John Walke, director of the climate and clean air program at the Natural Resources Defense Council, was involved in much of the major Bush-era NSR litigation. He criticized the report as trying to repeat a quest that had already failed once.

“We’ve seen this movie and we know how it ends — EPA losing in court,” Walke said in an email. “The Trump EPA remake of a B-grade Bush EPA movie will face the same negative reception with courts and Americans. It’s the same obsessive-compulsive disorder concerning Clean Air Act permitting, the same antagonism to clean air health standards.”

Air rules

The report also faulted the current framework for setting and implementing NAAQS for ozone, particulate matter and four other “criteria” pollutants, saying it imposes higher costs on oil and gas facilities, coupled with “greater uncertainties in making future plans.”

Under the Clean Air Act, EPA is supposed to review NAAQS every five years in light of the latest research on the health effects of individual pollutants. While the agency rarely meets that timetable, some commenters raised concerns about the “short review time between revisions” as well as EPA’s slowness in approving state implementation plans for meeting the standards, the report said. Others objected that EPA “will second-guess” state permitting decisions, thus fostering delays and financial risks for applicants.

An immediate target is the 70 parts per billion standard for ground-level ozone, set in 2015 after EPA concluded that the lung irritant was dangerous at lower levels than previously thought. Key contributors to ozone formation are volatile organic compounds produced by oil and gas operations; critics of the tighter standard contend that it’s so strict, some parts of the country may have difficulty meeting it because of high levels of “background ozone” not directly attributable to man-made emissions.

Under Pruitt, EPA has already moved to ease the impact of implementation. Saying that it’s still working with states, the agency has delayed attainment designations that were originally due at the beginning of this month without setting a new deadline (Greenwire, Oct. 3). Pruitt has also created the Ozone Cooperative Compliance Task Force, which — behind closed doors — is weighing other options for addressing compliance requirements.

Already, EPA is planning to streamline approval of the state plans “through a nationally consistent process that includes setting performance targets,” the report said.

The task force is also exploring ways to allow states “to enter into cooperative agreements with EPA to provide regulatory relief and meaningfully improve ozone air quality,” the report said.

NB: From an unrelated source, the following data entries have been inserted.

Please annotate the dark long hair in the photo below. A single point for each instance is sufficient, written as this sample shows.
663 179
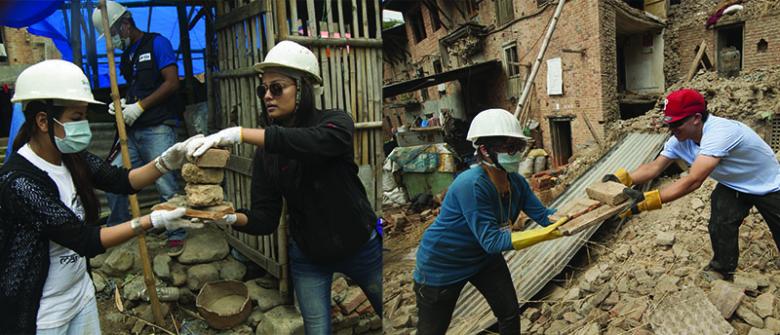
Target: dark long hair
75 163
304 114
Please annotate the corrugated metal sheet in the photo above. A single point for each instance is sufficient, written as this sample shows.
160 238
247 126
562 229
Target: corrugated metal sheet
532 268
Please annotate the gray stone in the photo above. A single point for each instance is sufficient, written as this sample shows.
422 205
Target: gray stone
195 175
200 274
99 281
119 261
748 283
178 274
590 329
162 266
204 246
204 195
664 238
667 283
745 313
757 331
232 269
765 305
726 297
264 298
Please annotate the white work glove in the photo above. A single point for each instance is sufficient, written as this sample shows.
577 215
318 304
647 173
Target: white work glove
131 113
224 137
172 220
111 109
173 158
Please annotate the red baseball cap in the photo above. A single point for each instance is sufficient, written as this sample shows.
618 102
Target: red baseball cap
683 103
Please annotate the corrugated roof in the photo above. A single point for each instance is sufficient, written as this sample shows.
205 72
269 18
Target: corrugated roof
533 267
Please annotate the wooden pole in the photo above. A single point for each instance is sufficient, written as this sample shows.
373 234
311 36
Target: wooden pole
184 47
136 211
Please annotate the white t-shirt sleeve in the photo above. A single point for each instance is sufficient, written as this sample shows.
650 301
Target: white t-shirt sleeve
719 141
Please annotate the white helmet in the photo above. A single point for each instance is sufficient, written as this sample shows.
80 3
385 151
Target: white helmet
291 55
53 79
495 122
115 11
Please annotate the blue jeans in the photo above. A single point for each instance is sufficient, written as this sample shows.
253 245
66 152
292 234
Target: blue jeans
144 145
86 322
312 282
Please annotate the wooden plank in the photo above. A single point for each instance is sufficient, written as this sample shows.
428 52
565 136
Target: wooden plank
259 258
592 218
239 14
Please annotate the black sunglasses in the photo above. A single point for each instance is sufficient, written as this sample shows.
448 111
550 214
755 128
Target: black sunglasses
276 88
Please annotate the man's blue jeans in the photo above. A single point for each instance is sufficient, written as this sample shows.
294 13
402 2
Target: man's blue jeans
312 282
144 145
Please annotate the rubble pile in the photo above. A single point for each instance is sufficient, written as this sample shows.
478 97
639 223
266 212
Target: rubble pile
633 272
753 98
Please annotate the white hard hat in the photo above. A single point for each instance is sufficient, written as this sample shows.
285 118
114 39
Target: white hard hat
495 122
53 79
291 55
115 11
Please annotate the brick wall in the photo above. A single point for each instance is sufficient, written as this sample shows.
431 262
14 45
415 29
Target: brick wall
25 48
768 29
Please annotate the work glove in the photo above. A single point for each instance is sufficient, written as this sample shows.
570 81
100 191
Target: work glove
641 202
224 137
172 220
525 239
131 113
620 176
173 158
111 109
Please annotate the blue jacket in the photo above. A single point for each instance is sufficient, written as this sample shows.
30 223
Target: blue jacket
472 226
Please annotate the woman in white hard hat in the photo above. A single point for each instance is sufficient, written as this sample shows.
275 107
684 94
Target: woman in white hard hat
306 156
48 207
465 242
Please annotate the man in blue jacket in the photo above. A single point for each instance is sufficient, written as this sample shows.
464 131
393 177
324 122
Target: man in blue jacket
149 108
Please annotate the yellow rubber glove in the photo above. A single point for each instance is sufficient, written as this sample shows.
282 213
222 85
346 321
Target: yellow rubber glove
649 201
525 239
620 176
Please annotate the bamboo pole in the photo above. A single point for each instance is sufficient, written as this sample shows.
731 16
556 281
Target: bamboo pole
136 211
542 49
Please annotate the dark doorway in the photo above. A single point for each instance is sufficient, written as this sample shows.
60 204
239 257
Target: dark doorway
560 132
632 110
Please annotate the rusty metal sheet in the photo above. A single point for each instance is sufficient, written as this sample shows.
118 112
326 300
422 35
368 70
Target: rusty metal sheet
533 267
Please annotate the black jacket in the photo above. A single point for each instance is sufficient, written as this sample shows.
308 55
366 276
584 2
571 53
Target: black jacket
31 215
330 216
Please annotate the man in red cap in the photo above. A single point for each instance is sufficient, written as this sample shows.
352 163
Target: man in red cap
728 151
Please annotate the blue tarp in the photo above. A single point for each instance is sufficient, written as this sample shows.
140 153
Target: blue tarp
47 18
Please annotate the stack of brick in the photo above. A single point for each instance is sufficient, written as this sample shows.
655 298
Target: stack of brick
203 178
351 311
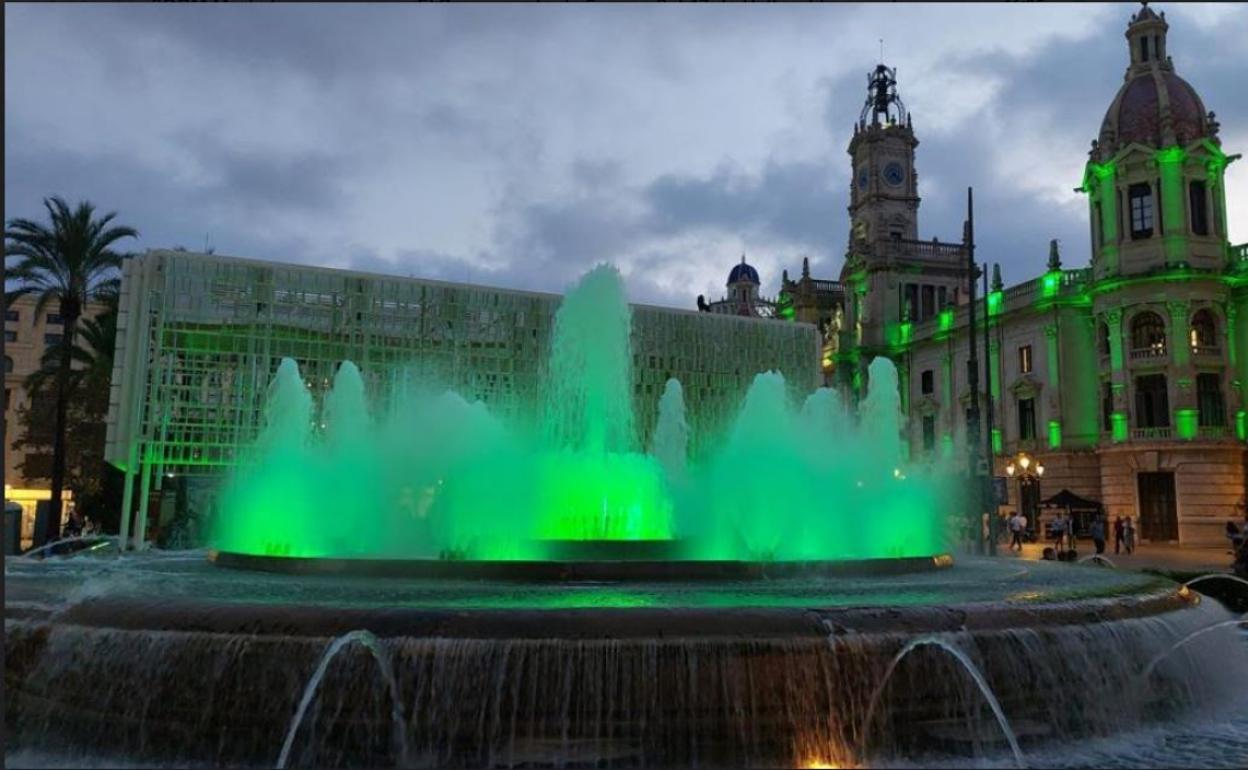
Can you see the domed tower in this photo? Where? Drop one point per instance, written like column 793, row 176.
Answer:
column 1155, row 174
column 743, row 287
column 1163, row 296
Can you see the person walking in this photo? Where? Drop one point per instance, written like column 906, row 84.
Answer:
column 1017, row 524
column 1098, row 533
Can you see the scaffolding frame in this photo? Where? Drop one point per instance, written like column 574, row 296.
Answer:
column 200, row 336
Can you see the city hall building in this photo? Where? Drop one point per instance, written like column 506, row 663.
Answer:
column 1125, row 378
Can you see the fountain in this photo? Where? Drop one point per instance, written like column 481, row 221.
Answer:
column 559, row 592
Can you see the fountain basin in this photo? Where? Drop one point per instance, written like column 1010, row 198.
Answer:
column 602, row 560
column 171, row 660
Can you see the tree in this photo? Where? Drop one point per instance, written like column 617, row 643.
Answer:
column 70, row 262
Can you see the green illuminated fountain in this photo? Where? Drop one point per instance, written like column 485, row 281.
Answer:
column 439, row 478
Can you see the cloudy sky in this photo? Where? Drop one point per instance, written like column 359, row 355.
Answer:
column 518, row 145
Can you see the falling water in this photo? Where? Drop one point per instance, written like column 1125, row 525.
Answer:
column 670, row 442
column 423, row 473
column 383, row 664
column 969, row 667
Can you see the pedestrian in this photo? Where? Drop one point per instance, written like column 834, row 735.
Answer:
column 1098, row 533
column 1017, row 524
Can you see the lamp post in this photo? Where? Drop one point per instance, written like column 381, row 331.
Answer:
column 1028, row 471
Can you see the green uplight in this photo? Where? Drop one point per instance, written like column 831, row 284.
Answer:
column 1052, row 281
column 1055, row 434
column 1118, row 426
column 1186, row 423
column 995, row 302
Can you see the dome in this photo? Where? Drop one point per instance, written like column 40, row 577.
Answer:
column 1136, row 114
column 744, row 272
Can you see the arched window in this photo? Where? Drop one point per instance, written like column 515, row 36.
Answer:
column 1204, row 328
column 1147, row 335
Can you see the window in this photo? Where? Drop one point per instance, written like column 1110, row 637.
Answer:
column 1025, row 360
column 1107, row 407
column 1026, row 418
column 1148, row 333
column 910, row 303
column 1152, row 402
column 1141, row 210
column 1203, row 332
column 1209, row 402
column 1199, row 215
column 1161, row 210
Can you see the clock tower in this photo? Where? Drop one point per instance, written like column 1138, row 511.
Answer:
column 892, row 280
column 884, row 196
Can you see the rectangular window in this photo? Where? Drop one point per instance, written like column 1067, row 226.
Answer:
column 1107, row 407
column 1199, row 215
column 1152, row 402
column 1141, row 210
column 1208, row 399
column 1026, row 418
column 1161, row 210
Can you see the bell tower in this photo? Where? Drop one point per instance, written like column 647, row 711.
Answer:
column 884, row 195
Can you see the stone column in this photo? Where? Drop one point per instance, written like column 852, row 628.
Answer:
column 1118, row 375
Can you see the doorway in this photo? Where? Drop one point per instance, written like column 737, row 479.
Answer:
column 1028, row 502
column 1158, row 512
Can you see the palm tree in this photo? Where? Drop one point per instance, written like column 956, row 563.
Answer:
column 70, row 262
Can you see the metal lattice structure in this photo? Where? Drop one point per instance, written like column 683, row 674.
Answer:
column 200, row 336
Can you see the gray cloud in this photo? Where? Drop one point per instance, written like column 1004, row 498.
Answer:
column 519, row 145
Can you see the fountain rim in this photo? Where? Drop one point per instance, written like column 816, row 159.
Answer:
column 568, row 570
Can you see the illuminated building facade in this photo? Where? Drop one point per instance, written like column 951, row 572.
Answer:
column 1126, row 378
column 200, row 336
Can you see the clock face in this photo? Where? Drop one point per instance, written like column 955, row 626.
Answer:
column 894, row 175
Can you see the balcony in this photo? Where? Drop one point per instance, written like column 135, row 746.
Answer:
column 1148, row 353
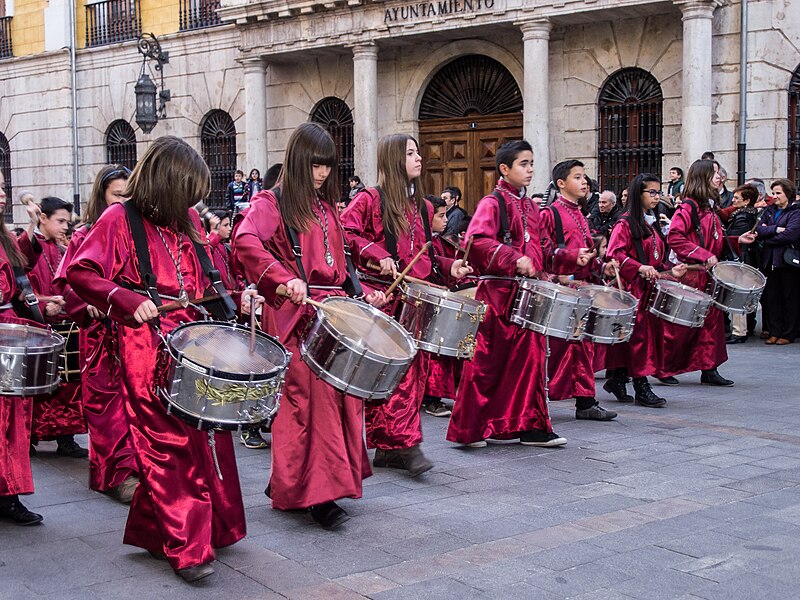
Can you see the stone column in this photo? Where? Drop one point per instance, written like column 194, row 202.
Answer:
column 697, row 73
column 255, row 110
column 365, row 113
column 535, row 97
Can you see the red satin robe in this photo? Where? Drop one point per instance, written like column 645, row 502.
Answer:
column 60, row 412
column 570, row 367
column 396, row 423
column 642, row 354
column 501, row 392
column 112, row 458
column 181, row 507
column 15, row 411
column 318, row 451
column 695, row 348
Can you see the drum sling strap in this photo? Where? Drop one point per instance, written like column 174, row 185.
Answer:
column 351, row 285
column 391, row 239
column 223, row 309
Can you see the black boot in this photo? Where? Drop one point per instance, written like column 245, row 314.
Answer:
column 712, row 377
column 617, row 385
column 645, row 396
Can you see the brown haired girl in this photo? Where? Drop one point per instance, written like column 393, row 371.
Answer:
column 112, row 460
column 318, row 453
column 182, row 509
column 386, row 225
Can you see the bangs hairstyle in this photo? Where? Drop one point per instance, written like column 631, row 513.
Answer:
column 393, row 180
column 310, row 144
column 639, row 227
column 698, row 184
column 97, row 199
column 170, row 178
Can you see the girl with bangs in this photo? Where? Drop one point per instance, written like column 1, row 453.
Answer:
column 182, row 509
column 387, row 225
column 318, row 453
column 112, row 459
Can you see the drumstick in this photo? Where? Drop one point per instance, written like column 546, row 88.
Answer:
column 405, row 271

During much of George W. Bush’s administration, EPA used one type of those agreements — which substituted customized cleanup milestones for the Clean Air Act’s typical compliance schedule — in a number of areas that had failed to meet an earlier ozone threshold. The agency dropped that approach after environmentalists challenged it in court.

Smart Sectors

The report highlights the creation of the Smart Sectors program within the Office of Policy as a step toward meaningful regulatory reform at the agency.

The Smart Sectors team was established last month to “re-examine how EPA engages with industry” (Greenwire, Sept. 25).

The industries covered by the team include agriculture, automotive, chemical manufacturing, forestry and paper products, mining, oil and gas, and utilities and power generation.

Don Parrish, senior director of regulatory relations with the American Farm Bureau Federation, said he was pleased to see the Smart Sectors team emphasized in the report.

“We were not very impressed with the last administration’s ability to communicate with agriculture, and we welcome any opportunity to improve that communication and exchange of information,” Parrish said.

“Anything they can do to work with industry — whether it’s the energy industry or the agriculture industry — the better.”

Reporter Kevin Bogardus contributed.